Ohtani’s request for quiet shows he has 5 things to learn about American baseball


A funny thing happened at a baseball game in Kansas City over the weekend. And by “funny” we mean “spectacularly wrong-headed, colossally misguided and just plain unnatural.”

Here’s what occurred, per USA Today: Three women, exchange students from Japan, spent the early innings of a game between the Royals and Angels screaming in an attempt to attract the attention of Shohei Ohtani, the Angels’ mold-breaking, two-way phenom.

By and by, a stadium usher paid a visit to the women. He was bearing a request from the Angels dugout: Could the women please keep their voices to a dull roar when Ohtani is at the plate?

They complied.

There are approximately 492 problems with this scenario. In the interest of brevity, we submit the most egregious 5.

1. Ohtani comes from Japan for heck’s sake. Japanese baseball games feature cheerleaders. A post on the website jpninfo.com, endeavoring to explain the difference between a baseball game in Japan and what we experience in the United States:

“In Japan there are whole bleacher sections appropriated for each team, complete with drums and specific cheers for each and every player. It is not uncommon to have a sea of people in matching colors sitting in a section cheering in a choreographed manner.”

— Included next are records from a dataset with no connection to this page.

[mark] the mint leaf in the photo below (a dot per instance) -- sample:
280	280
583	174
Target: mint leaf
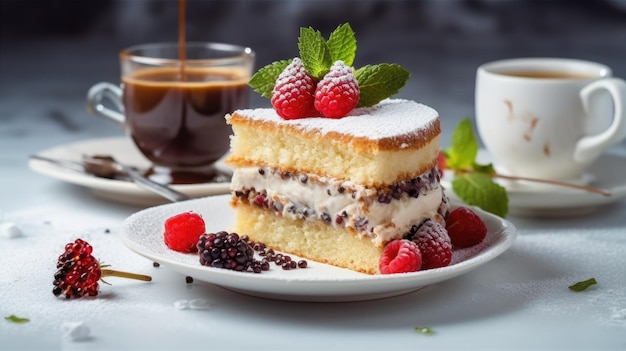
424	330
477	189
583	285
314	52
378	82
15	319
342	45
263	80
486	169
463	150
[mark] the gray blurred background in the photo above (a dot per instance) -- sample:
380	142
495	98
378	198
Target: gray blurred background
51	52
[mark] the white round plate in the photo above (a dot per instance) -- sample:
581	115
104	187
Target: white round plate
123	150
544	200
143	233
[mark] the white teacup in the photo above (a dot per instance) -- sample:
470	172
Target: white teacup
548	118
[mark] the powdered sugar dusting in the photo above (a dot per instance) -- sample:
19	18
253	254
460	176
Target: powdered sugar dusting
389	118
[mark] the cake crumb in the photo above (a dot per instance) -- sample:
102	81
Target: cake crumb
10	230
195	304
75	331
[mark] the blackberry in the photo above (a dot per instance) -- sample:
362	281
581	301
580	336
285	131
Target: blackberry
79	272
225	250
228	250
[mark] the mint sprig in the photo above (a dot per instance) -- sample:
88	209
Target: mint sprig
473	182
583	285
264	79
376	82
424	330
15	319
342	45
314	52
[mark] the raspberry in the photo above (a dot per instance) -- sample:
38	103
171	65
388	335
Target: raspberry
400	256
183	230
338	92
442	163
293	93
434	244
79	272
465	227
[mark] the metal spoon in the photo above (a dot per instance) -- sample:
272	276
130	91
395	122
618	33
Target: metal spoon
107	167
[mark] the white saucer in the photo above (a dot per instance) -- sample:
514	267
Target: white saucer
541	200
143	233
123	150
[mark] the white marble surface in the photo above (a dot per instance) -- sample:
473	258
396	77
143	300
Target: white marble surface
518	301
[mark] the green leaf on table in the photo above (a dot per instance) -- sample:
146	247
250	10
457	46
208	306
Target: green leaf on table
473	182
583	285
463	149
424	330
478	189
15	319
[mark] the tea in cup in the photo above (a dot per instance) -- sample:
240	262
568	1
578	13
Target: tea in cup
548	118
173	109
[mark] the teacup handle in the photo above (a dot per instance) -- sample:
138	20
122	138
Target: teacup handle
101	92
588	148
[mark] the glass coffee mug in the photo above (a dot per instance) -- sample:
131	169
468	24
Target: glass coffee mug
173	109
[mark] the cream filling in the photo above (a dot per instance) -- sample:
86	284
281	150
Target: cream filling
342	204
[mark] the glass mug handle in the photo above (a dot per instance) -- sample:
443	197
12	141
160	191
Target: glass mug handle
588	148
101	92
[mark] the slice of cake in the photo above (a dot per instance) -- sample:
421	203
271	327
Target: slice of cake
335	170
336	190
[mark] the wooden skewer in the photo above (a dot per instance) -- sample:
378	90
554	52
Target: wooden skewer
555	182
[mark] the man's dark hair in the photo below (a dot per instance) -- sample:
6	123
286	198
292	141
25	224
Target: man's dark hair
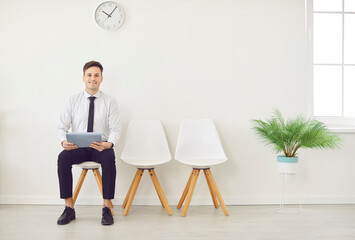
93	64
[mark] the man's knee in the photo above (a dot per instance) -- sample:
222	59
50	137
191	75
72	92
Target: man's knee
107	157
64	159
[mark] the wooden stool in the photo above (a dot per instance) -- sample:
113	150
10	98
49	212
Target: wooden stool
89	165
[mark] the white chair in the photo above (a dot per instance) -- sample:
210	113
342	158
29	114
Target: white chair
85	166
199	146
145	147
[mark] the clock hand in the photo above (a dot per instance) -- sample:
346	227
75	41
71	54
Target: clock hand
108	15
113	11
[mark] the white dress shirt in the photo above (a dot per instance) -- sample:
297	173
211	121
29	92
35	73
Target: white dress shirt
76	113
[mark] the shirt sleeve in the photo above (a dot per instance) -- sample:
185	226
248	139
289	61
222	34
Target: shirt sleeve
114	123
65	120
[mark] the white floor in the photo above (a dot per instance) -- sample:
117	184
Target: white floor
336	222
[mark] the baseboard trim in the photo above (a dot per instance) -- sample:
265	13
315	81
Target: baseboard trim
48	200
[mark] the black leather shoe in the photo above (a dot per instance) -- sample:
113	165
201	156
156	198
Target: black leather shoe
107	218
67	216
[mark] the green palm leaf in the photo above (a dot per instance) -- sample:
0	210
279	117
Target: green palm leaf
288	137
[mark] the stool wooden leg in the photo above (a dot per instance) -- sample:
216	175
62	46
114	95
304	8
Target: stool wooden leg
215	188
99	184
190	192
79	184
98	179
213	195
133	192
130	189
183	196
159	190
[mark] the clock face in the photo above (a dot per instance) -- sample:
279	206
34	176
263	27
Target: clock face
109	15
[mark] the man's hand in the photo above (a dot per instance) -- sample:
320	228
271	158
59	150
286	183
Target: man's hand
101	146
68	146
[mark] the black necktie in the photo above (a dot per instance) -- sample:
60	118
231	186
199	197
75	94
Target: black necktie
91	115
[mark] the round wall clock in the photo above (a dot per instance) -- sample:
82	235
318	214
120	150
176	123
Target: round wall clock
109	15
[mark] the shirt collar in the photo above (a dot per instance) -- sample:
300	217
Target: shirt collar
87	95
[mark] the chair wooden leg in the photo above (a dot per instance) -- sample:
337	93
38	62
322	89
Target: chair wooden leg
150	174
213	195
190	192
160	192
183	196
98	179
79	184
124	204
133	191
215	188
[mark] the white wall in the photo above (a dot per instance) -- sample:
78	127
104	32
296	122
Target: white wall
231	61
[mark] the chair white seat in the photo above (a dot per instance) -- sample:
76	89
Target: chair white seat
145	147
202	163
146	163
88	165
199	146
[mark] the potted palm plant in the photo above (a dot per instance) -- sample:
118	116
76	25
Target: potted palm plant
291	135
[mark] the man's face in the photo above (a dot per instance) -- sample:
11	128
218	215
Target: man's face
92	78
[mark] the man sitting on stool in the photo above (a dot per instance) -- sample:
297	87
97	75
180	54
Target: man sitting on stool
89	111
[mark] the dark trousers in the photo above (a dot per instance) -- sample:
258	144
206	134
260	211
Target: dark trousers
107	160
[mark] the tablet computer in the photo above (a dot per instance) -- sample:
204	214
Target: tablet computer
83	139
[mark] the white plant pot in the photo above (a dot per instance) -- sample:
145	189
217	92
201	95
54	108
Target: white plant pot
287	165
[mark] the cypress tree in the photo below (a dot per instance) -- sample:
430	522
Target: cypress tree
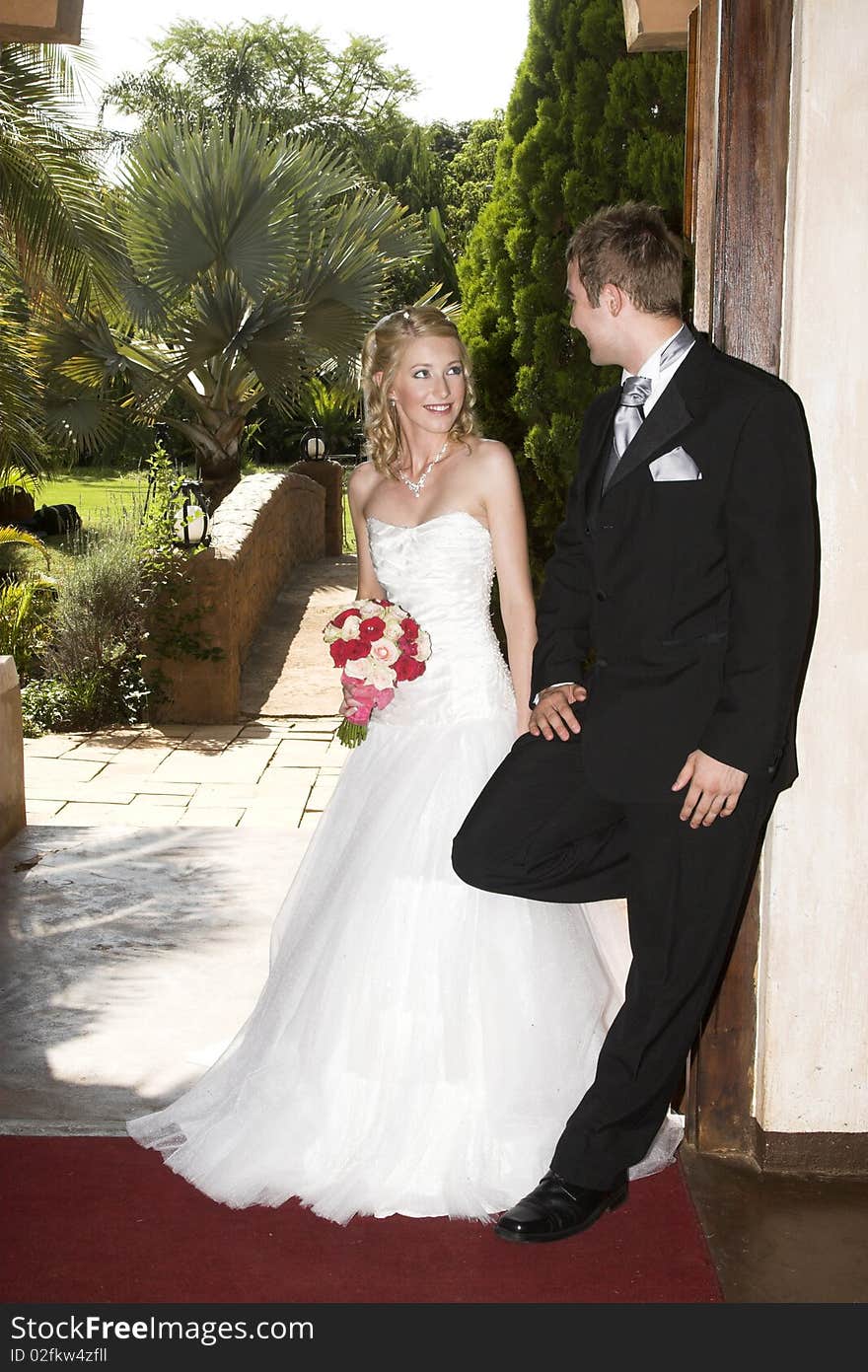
586	125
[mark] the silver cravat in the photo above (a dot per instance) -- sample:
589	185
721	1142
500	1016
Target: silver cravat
635	392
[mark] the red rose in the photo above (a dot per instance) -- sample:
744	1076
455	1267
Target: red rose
407	669
372	628
344	614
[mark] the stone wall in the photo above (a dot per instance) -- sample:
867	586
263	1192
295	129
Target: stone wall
330	476
265	526
11	754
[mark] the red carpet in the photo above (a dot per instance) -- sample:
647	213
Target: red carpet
105	1220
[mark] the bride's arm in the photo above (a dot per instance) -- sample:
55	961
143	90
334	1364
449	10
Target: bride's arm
509	537
358	490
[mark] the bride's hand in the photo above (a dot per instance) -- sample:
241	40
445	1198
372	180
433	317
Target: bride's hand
350	705
523	720
554	715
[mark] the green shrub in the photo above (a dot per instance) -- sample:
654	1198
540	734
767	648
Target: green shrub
45	705
25	619
98	628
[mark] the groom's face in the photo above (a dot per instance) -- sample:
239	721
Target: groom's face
593	322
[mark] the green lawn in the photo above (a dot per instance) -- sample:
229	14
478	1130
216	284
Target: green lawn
98	493
102	493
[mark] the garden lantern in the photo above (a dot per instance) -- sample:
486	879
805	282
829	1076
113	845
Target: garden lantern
190	519
313	445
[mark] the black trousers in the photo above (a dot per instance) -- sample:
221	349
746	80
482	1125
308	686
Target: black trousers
542	831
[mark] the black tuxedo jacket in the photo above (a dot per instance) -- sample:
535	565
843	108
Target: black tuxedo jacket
685	606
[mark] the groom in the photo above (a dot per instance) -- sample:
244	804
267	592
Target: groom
674	624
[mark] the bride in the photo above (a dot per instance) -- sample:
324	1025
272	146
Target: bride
418	1043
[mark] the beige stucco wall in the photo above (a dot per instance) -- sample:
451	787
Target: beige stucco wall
11	754
812	1067
262	529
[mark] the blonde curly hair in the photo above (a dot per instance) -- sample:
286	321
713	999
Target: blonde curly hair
382	351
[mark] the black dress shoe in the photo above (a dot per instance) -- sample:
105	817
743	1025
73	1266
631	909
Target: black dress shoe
555	1209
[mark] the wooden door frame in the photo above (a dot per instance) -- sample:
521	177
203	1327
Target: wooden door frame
737	158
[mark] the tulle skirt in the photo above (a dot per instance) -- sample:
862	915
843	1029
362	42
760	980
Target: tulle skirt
418	1045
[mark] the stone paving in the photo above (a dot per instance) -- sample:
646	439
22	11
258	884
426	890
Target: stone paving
263	772
137	904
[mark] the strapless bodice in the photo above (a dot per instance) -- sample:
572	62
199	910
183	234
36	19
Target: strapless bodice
442	572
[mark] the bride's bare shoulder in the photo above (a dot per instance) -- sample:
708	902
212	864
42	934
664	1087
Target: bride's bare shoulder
364	479
492	460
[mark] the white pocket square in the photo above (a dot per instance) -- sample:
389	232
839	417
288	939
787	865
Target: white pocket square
675	466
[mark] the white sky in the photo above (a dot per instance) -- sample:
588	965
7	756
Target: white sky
464	56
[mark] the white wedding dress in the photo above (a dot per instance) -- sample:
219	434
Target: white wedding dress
418	1045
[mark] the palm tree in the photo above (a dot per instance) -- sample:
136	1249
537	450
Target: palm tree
55	245
253	262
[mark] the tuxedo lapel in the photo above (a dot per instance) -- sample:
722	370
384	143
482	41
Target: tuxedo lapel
598	453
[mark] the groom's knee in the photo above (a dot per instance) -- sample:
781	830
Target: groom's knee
477	851
468	852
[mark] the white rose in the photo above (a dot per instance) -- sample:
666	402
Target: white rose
378	674
384	652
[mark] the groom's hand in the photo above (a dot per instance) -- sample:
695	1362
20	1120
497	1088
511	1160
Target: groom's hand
714	789
552	712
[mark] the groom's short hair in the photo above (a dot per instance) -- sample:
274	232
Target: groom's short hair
631	248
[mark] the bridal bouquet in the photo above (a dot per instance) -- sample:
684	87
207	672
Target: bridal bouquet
376	645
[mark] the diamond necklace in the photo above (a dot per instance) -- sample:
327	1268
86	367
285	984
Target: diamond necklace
417	486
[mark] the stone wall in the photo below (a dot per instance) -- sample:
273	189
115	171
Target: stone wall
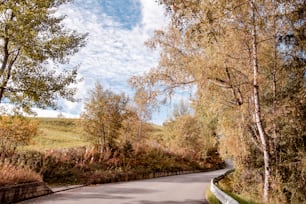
20	192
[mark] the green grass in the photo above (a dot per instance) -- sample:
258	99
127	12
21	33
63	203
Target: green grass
210	197
57	133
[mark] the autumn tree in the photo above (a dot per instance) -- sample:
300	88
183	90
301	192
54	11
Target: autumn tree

Has the man never been greeted on the field with wild, fawning, over-the-top caterwauling? I’d bet my VHS tape of “Mr. Baseball” on it.

2. Bobby Bonilla once had a semi-similar problem. Signed to a staggering (at the time) five-year, $29 million contract by the Mets before the 1992 season, Bonilla’s production dropped precipitously. The New York fans did what New York fans do — they booed. In fact, they hooted so long and so loud that Bonilla began wearing earplugs on the field.

Google assures me that “earplugs” translates to “mimisen” in Japanese. For what Ohtani is making, he could buy millions of mimisens.

3. Ohtani’s interpreter told reporters the call for quiet was at Otahni’s behest. “He’s thankful for the cheers,” the interpreter told USA Today, “but at the plate, he likes to focus and block out the noise.” Ohtani gave that explanation the Heisman.

“I wasn’t the one that asked for (quiet),” he said. “(The Angels) just did it so everyone could focus at the plate.”

That ‘s a superstar move right there, hanging your mouthpiece out to dry while positioning yourself as decidedly low-maintenance.